Marathi is an Indian language spoken predominantly by the Marathi people of Maharashtra. Marathi has some of the oldest literature of all modern Indo-Aryan languages, dating from about 900 AD. Early Marathi literature written during the Yadava (850-1312 CE) was mostly religious and philosophical in nature. Dnyaneshwar (1275–1296) was the first Marathi literary figure who had wide readership and profound influence. His major works are Amrutanubhav and Bhavarth Deepika (popularly known as Dnyaneshwari), a 9000-couplet long commentary on the Bhagavad Gita. (Source: Wikipedia)


Use CorpusImporter() or browse the CLTK GitHub organization (anything beginning with Marathi_) to discover available Marathi corpora.

In [1]: from cltk.corpus.utils.importer import CorpusImporter

In [2]: c = CorpusImporter('Marathi')

In [3]: c.list_corpora


In [1]: from cltk.tokenize.indian_tokenizer import indian_punctuation_tokenize_regex as i_word

In [2]: sentence = "आतां विश्वात्मके देवे, येणे वाग्यज्ञे तोषावे, तोषोनि मज द्यावे, पसायदान हे"

In [3]: Marathi_text_tokenize = i_word(sentence)

In [4]: Marathi_text_tokenize
['आतां', 'विश्वात्मके', 'देवे,', 'येणे', 'वाग्यज्ञे', 'तोषावे,', 'तोषोनि', 'मज', 'द्यावे,', 'पसायदान', 'हे']


Alphabets of Marathi language are placed in cltk/corpus/Marathi/ DIGITS = ['०', '१', '२', '३', '४', '५', '६', '७', '८', '९']

In [1]: from cltk.corpus.Marathi.alphabet import DIGITS

In [2]: DIGITS[5]

Out[2]: '५'

There are 13 vowels in Marathi.
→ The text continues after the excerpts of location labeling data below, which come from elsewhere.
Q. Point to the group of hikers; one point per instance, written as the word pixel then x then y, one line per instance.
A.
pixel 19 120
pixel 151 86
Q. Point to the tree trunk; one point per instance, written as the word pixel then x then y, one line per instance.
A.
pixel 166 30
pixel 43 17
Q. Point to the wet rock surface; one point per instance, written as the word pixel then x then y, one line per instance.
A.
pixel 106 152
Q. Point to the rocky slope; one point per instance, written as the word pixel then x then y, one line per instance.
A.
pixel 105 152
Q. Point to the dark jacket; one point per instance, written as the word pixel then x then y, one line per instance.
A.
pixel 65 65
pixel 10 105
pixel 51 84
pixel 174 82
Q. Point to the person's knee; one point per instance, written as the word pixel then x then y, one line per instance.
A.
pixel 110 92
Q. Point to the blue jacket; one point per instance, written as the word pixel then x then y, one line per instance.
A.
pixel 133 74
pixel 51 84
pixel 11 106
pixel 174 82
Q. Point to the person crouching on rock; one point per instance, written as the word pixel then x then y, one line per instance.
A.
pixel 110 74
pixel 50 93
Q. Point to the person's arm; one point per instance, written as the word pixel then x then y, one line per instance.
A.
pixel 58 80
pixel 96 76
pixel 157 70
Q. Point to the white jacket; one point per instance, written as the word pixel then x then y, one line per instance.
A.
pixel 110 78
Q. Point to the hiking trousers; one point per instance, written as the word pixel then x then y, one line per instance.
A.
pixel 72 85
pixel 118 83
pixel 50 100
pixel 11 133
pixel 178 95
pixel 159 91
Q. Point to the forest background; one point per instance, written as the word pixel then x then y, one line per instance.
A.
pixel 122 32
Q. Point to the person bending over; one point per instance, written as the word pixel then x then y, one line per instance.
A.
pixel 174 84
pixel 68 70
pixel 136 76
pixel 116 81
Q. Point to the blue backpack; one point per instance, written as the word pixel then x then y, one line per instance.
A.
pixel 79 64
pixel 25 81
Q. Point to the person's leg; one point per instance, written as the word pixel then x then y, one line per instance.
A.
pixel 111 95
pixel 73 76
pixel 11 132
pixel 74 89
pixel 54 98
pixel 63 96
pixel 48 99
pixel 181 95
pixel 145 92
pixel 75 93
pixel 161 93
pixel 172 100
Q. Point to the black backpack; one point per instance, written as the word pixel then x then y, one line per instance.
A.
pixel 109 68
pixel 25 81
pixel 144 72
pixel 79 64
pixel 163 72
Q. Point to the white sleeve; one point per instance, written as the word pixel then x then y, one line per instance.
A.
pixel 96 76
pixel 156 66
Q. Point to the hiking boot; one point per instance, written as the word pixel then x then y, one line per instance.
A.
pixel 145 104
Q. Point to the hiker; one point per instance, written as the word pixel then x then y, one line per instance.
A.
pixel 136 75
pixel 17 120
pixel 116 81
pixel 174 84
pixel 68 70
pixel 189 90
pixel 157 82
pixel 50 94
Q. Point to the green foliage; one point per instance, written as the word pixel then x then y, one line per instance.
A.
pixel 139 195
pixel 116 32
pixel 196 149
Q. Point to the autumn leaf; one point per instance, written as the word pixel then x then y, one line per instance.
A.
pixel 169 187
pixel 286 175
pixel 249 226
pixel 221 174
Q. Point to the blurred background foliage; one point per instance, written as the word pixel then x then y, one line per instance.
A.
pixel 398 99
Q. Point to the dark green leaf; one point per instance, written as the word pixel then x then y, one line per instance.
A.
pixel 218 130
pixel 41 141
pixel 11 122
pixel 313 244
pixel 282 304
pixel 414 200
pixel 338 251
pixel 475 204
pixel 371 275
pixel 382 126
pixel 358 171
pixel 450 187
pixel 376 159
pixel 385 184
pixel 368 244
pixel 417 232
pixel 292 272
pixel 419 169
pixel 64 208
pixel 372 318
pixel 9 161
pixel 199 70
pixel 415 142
All vowels have their indepenedent form and a matra form, which are used for modifying consonents: VOWELS = ['अ', 'आ', 'इ', 'ई', 'उ', 'ऊ', 'ऋ', 'ए', 'ऐ', 'ओ', 'औ', 'अॅ', 'ऑ'].

The International Alphabet of Sanskrit Transliteration (I.A.S.T.) is a transliteration scheme that allows the lossless romanization of Indic scripts as employed by Sanskrit and related Indic languages. It is based on a scheme that emerged during the nineteenth century from suggestions by Charles Trevelyan, William Jones, Monier Monier-Williams and other scholars, and formalised by the Transliteration Committee of the Geneva Oriental Congress, in September 1894. IAST makes it possible for the reader to read the Indic text unambiguously, exactly as if it were in the original Indic script. The vowels would be represented thus: IAST_REPRESENTATION_VOWELS = ['a', 'ā', 'i', 'ī', 'u', 'ū', 'ṛ', 'e', 'ai', 'o', 'au', 'ae', 'ao'].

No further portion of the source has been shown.